In its last meeting, the six members of the monetary policy committee (MPC) of the Reserve Bank of India (RBI) had voted unanimously in favour of a 25 bps cut in the benchmark repo rate and for a shift in the policy stance from neutral to accomodative. But the minutes of that meeting, released on June 20, suggest that members are divided on the future course of action. Deputy RBI governor Viral Acharya and economist Chetan Ghate continue to be perturbed by the upside risks to food inflation and a likely fiscal slippage. But the other members seem to have discounted these concerns, placing more weightage on arresting the slowdown in economic activity.

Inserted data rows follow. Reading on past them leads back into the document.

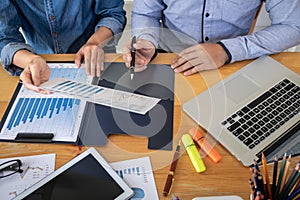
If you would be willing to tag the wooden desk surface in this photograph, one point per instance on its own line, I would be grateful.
(229, 177)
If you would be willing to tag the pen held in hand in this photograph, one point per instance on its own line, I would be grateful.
(170, 177)
(132, 63)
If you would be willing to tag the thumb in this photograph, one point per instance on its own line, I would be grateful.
(79, 58)
(35, 76)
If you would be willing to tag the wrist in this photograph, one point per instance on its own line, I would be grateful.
(23, 58)
(227, 55)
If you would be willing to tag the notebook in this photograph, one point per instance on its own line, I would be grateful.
(254, 110)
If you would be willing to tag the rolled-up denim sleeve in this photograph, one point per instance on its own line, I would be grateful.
(8, 53)
(282, 34)
(146, 16)
(11, 39)
(112, 16)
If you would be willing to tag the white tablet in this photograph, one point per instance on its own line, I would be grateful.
(88, 176)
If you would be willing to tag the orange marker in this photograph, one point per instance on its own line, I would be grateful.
(205, 145)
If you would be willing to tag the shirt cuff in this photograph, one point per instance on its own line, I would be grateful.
(7, 55)
(115, 26)
(227, 52)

They have indicated that a minor fiscal slippage is unlikely to have a bearing on their vote in the next policy meeting in August.

In the run-up to the budget, there has been debate over the government’s revenue numbers, the true extent of the fiscal slippage, off-budget borrowings by public sector companies, and their impact on monetary policy. Tax collection data shows that central goods and services tax collections (CGST) would have to grow by 34 per cent in FY20, and income tax collections would have to rise by 35 per cent to meet the FY20 interim budget targets. Meeting these targets is a tall order. While the finance minister could consider revising the interim budget targets, adhering to expenditure targets could imply a minor fiscal slippage resulting in higher government borrowings. Apart from the possible inflationary consequences, higher government borrowings could crowd-out the private sector in the face of declining household savings. This concern was articulated by Deputy Governor Acharya in the last MPC meeting. Chetan Ghate, too, flagged these risks. But MPC member Ravindra Dholakia has argued the opposite. Making the case for counter-cyclical policy — greater government spending during a cyclical downturn — Dholakia has argued that a minor fiscal slippage is unlikely to be inflationary in the current environment when demand continues to be subdued.

Dholakia’s view seems to resonate with other MPC members, including RBI Governor Shaktikanta Das. Other members, Pami Dua and Michael Patra, too, appear to be more mindful of growth concerns. With the slowdown in economic activity more entrenched than was previously believed, clearly the primary objective appears to be that of reviving growth, discounting concerns of fiscal slippage and upside risks to inflation. On balance, it appears that the committee may end up voting 4-2 in favour of a further easing in August, irrespective of the fiscal slippage.